Stars of CBS's The Big Bang Theory are getting some nice salary increases this season. The five main cast members' contracts are up, and apparently they're negotiating some hefty pay increases, thanks in part to their surging ratings. Of course "The Big Bang Theory" is also up for eight Emmy Awards this Sunday, which could only help boost those pay bumps even higher, according to Deadline on Sept. 18.
The original five cast members have formed two groups. Kaley Cuoco, Johnny Galecki and Jim Parsons are reportedly going from their current $325,000 per episode to north of half a million.
Some reports even say they could pull a "Friends" and end up at around $1 million per episode. Simon Helberg and Kunal Nayyar are also renegotiating their contracts together, according to The Hollywood Reporter.
Meanwhile, now-regulars Mayim Bialik and Melissa Rauch recently inked new deals with studio Warner Bros. Television, guaranteeing their long-term presence on the series as well.
Rumor has it the pair went from earning in the $20-$30k range to around $60,000 per episode. They'll also receive annual increases, ending up at nearly $100,000 an episode by the end of their contracts.
The hit sitcom is up for eight Emmy Awards this Sunday. They just may finally win their first one for Best Comedy, having been bested by popular "Modern Family" multiple times.
Jim Parsons might just win another Emmy for his awesome portrayal of neurotic Dr. Sheldon Cooper as well. This past Sunday, comedy legend Bob Newhart won his first ever Emmy for his guest spot as Professor Proton on the hit series. He'll reprise that role during the upcoming season.
During its sixth season, Big Bang rose to new ratings heights, thanks surely in part to its syndication on TBS. The series beat out ABC's "Modern Family" to become the top scripted comedy on television not only in total viewers, but also among the advertiser-sought adults 18-49 demographic.

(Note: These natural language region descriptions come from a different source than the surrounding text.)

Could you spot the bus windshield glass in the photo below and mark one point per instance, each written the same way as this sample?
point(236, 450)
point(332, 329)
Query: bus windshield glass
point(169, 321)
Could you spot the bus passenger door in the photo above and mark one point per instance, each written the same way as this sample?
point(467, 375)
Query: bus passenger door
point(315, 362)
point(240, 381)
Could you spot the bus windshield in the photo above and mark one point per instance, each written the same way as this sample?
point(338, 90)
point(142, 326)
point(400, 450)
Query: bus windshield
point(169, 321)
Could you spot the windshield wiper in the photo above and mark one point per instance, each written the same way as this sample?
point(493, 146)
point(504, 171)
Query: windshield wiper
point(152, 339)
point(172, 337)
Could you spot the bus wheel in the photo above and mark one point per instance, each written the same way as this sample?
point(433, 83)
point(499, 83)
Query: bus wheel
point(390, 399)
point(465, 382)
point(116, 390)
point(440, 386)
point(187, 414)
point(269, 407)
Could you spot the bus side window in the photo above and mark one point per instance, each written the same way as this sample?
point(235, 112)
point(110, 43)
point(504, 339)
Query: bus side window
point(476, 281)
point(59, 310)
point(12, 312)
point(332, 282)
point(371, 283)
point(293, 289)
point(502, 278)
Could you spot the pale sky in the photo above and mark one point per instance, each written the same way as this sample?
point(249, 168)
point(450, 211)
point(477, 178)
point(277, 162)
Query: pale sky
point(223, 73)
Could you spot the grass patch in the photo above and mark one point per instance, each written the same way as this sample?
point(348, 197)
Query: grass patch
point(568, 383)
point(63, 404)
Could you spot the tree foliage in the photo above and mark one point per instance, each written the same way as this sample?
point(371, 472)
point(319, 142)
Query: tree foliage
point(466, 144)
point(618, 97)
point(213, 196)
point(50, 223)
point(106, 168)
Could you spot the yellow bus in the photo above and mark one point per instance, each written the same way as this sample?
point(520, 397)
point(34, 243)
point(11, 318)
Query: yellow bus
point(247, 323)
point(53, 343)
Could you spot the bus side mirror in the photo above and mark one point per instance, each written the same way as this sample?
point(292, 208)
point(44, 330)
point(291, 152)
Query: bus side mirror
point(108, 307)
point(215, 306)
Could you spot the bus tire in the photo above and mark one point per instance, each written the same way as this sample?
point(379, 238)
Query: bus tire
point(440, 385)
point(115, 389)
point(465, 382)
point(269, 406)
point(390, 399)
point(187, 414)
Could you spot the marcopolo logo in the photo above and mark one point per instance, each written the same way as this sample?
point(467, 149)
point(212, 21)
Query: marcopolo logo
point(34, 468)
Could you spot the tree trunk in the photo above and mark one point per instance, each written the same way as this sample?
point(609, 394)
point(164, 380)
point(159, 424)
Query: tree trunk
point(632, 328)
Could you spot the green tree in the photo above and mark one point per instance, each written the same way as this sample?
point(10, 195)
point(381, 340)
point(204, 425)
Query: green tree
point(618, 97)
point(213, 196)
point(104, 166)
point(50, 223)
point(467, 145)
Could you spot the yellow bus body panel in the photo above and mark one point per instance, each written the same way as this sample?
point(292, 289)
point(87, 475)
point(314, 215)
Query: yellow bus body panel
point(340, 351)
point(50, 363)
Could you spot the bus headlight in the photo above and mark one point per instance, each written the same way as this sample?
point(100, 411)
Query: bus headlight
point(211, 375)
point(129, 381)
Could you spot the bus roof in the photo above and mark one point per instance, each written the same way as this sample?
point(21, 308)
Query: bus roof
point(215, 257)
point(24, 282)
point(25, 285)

"The Big Bang Theory" wasn't even in the top-40 back in 2009. Thankfully it's found its audience. It is sad however, how quickly networks take the axe to new shows these days without giving them the chance to do what Big Bang has done.
With "The Big Bang Theory" coming off its highest-rated season ever, and being a mega hit for two networks, CBS and TBS, it's easy to see why its stars are seeking a piece of the pie.
The hit show is also a "golden goose" for producer Warner Bros TV. The series returns for its seventh season on Thursday, Sept. 26 at 8 ET on CBS.